According to American Scientist, a scientist at the University of Miami has discovered a direct correlation between the worsening African drought and increases in dust landing in the Caribbean. This scientist's research group has also cultured numerous colonies of bacteria and fungi from the atmosphere over the Island of Barbados, noting that their concentrations increase sharply with increasing concentrations of African dust in the region.

Among the crop pathogens that make their way across the Atlantic are thought to be those that cause sugar cane rust, coffee rust and banana leaf spot. The Caribbean-wide sea fan disease agent Aspergillus sydowii is also found in the Caribbean atmosphere during African dust events. Scientists expect to be able to show that many other coral diseases are spread by dust from both Africa and Asia.
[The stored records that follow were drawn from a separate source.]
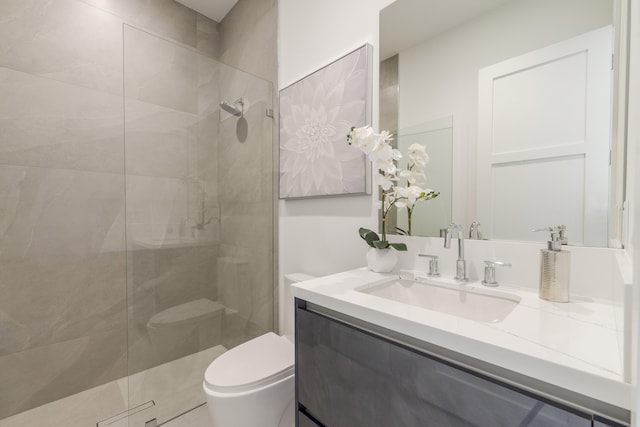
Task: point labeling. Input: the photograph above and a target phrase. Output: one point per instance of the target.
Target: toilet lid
(192, 311)
(258, 362)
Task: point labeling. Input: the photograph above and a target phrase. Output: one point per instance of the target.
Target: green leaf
(381, 244)
(398, 246)
(368, 236)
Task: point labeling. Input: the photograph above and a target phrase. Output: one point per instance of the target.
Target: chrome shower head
(232, 108)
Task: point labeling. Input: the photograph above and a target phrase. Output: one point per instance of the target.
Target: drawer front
(304, 421)
(347, 377)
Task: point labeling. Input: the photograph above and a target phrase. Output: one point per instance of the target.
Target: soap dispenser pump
(554, 267)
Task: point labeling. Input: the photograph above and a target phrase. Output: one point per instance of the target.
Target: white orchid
(410, 195)
(384, 157)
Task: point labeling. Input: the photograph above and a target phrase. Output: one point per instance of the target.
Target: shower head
(232, 108)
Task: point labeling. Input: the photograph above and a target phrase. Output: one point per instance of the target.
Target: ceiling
(214, 9)
(406, 23)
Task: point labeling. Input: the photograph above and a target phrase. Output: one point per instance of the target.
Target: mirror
(534, 118)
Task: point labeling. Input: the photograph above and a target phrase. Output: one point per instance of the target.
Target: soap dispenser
(554, 268)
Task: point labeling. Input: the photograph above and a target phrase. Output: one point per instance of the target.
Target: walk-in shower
(138, 230)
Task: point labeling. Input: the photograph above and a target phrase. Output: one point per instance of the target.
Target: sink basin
(474, 304)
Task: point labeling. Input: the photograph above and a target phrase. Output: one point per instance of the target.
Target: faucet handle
(433, 265)
(475, 231)
(490, 272)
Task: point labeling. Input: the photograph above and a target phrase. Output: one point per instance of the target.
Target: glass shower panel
(199, 218)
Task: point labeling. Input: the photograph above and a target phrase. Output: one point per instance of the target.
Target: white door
(544, 141)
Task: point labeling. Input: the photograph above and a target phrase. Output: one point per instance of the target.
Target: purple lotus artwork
(316, 114)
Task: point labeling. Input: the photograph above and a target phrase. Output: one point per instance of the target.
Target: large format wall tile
(52, 212)
(65, 40)
(248, 35)
(44, 374)
(160, 72)
(46, 123)
(208, 36)
(79, 410)
(157, 139)
(167, 18)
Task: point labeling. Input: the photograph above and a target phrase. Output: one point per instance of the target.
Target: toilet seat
(254, 364)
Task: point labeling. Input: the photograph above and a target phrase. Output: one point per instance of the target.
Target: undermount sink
(473, 304)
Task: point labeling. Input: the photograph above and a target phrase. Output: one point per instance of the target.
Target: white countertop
(575, 345)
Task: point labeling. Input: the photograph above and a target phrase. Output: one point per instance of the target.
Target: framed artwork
(316, 114)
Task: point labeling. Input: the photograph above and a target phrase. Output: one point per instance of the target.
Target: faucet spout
(461, 264)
The dust also has a direct effect on human health. Quite apart from the outbreaks of meningitis that dust events cause on the continent of Africa, investigators are studying a connection between African dust and high rates of asthma in the Caribbean. For example, there has been a 17-fold increase in the incidence of asthma on Barbados since 1973, which corresponds to the period when quantities of dust in the region began to increase. Some of the airborne particles are so small that once in the lungs, they cannot be exhaled. The effects are not clear, but some of the contaminants are endocrine disrupters (pesticides and polyaromatic hydrocarbons), some are carcinogens (dioxin and radioactive isotopes) and others are simply toxic to cells (like heavy metals).
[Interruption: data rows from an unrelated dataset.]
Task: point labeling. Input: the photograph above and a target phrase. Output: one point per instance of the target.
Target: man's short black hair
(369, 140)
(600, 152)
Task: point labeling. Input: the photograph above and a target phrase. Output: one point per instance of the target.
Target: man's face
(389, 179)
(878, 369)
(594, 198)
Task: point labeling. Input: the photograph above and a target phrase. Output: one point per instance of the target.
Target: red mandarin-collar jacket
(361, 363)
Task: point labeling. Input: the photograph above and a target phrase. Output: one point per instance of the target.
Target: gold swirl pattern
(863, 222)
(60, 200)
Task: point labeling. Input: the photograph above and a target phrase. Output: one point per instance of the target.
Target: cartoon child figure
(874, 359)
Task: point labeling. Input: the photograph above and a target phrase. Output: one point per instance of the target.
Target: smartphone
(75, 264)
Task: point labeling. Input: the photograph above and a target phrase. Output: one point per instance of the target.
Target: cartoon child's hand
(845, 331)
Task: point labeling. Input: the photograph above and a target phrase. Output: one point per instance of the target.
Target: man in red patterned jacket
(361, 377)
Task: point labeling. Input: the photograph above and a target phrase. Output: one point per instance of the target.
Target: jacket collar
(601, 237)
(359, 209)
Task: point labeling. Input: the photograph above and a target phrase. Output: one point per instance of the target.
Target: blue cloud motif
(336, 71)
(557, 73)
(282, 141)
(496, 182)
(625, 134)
Pathogens notwithstanding, the iron-rich dust has complex effects on plant life in the Western hemisphere. It serves as a source of nutrients for plants in the upper canopy of the South American rain forest. But it is also thought to cause red tide-type algae blooms in Florida's coastal waters.

"At this point," the authors say, "we are just stepping through a door into a wide-open area of research.

"It is important to recognise that the knowledge in this field is based on occasional point samples and not on continuous surveys. The results are affected by many factors, including location, altitude, season, weather, wind and the methods used to collect the samples. Understanding the potential ramifications of atmospheric transport of hazardous materials and organisms may have fundamental importance for the health of a society.

"There is an air bridge that spans the great oceans, and we haven't been paying much attention to it."

I should record my gratitude to American Scientist for allowing me to quote at such length from the article in their May-June edition.